By Wednesday morning, the total number of active job seekers in Israel stood at 1,004,316 – an increase of 843,945 since the start of the month.
On Tuesday, a total of 35,668 jobseekers registered with the Employment Service – some 49% higher than on Monday, with 23,978 registrations, and Sunday, which saw 23,946 registrations. It is the highest figure since Thursday, when 42,860 people registered as unemployed.
At the beginning of March, the unemployment rate in Israel was just 3.9% - considered to be a very low number. Since then it has soared eightfold to 24.1%.
In real terms, one in four workers in Israel is now unemployed. The primary reason for this growth is the government's decision to encourage workers to take unpaid leave instead of opting to partially finance employers' payrolls to avoid dismissals.
The blackest day in the history of the Israeli labor market was Thursday, March 19, when 127,464 registered as unemployed.
Nonetheless, the second half of March saw a very worrying phenomenon: While for the first two weeks of the crisis, just 5% of those who registered with the Employment Service had been fired, over the past two weeks, that has significantly risen to 9%.
An increase in dismissals signals that some employers do not even indicate the desire to restore their workforce, a phenomenon that could also be related to the growing rise in bankruptcies.
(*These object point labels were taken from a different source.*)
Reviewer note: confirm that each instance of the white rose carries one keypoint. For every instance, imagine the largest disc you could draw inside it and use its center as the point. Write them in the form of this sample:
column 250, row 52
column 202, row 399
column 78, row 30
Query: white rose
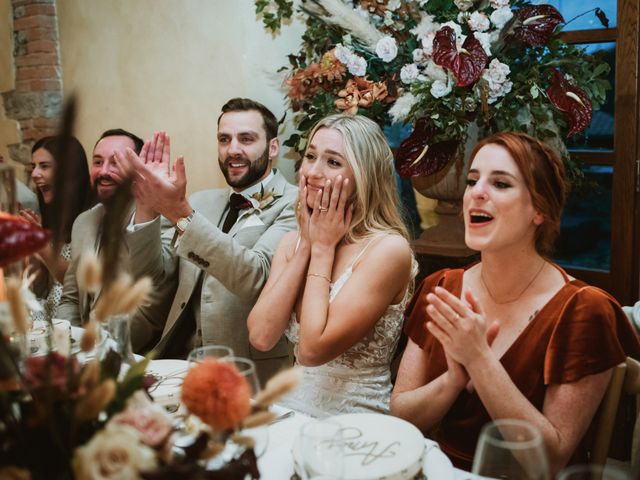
column 463, row 5
column 460, row 38
column 418, row 55
column 343, row 54
column 479, row 22
column 409, row 72
column 440, row 89
column 387, row 49
column 402, row 106
column 357, row 65
column 435, row 72
column 501, row 16
column 114, row 453
column 427, row 44
column 485, row 40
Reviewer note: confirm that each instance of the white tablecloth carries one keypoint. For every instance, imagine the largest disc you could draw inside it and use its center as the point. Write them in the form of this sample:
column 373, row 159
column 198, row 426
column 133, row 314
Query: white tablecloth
column 277, row 462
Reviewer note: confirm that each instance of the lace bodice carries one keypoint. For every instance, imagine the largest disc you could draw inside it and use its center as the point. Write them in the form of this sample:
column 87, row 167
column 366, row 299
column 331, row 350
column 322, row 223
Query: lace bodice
column 358, row 380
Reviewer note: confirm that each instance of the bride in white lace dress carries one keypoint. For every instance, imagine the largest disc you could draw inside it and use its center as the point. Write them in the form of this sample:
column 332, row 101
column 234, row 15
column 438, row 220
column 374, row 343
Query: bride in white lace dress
column 338, row 286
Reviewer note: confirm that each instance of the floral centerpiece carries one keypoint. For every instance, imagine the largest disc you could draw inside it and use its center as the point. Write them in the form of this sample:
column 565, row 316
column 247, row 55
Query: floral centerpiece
column 67, row 415
column 441, row 65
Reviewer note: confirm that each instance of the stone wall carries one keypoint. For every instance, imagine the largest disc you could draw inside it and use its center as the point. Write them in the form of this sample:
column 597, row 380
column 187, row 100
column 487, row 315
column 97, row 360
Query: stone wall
column 35, row 102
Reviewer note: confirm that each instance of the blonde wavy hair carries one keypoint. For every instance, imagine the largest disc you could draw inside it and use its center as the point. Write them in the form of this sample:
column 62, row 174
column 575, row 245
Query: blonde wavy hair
column 375, row 200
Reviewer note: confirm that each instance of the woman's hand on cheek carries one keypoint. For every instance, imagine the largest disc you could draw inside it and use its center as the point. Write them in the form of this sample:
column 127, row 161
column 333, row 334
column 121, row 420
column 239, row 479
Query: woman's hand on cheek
column 331, row 216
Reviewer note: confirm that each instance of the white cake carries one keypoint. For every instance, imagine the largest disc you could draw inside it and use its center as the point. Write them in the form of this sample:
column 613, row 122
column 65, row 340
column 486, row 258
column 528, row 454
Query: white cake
column 380, row 447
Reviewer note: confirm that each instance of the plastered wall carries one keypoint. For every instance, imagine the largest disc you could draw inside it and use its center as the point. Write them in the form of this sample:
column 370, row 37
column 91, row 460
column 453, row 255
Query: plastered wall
column 147, row 65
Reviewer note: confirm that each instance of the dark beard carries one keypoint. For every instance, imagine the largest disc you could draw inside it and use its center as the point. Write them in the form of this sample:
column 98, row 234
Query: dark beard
column 256, row 171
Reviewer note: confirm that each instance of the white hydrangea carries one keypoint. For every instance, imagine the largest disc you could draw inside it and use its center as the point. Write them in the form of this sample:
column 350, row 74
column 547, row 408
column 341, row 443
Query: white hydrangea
column 478, row 22
column 402, row 107
column 343, row 54
column 418, row 55
column 464, row 5
column 501, row 16
column 409, row 72
column 357, row 65
column 440, row 89
column 393, row 5
column 426, row 26
column 485, row 40
column 387, row 49
column 497, row 78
Overall, 89.7% of the new jobseekers for March have been placed on unpaid leave, while 6.4% were fired. In comparison, before the crisis started, only 3% of jobseekers were on unpaid leave.
The wave of unemployment also significantly impacts on young people. Of the newly unemployed, 46% are under the age of 35, the Employment Service said.
This raises the question of whether once the crisis has passed, unemployment among young people will be relatively high in Israel, as it is in some European countries.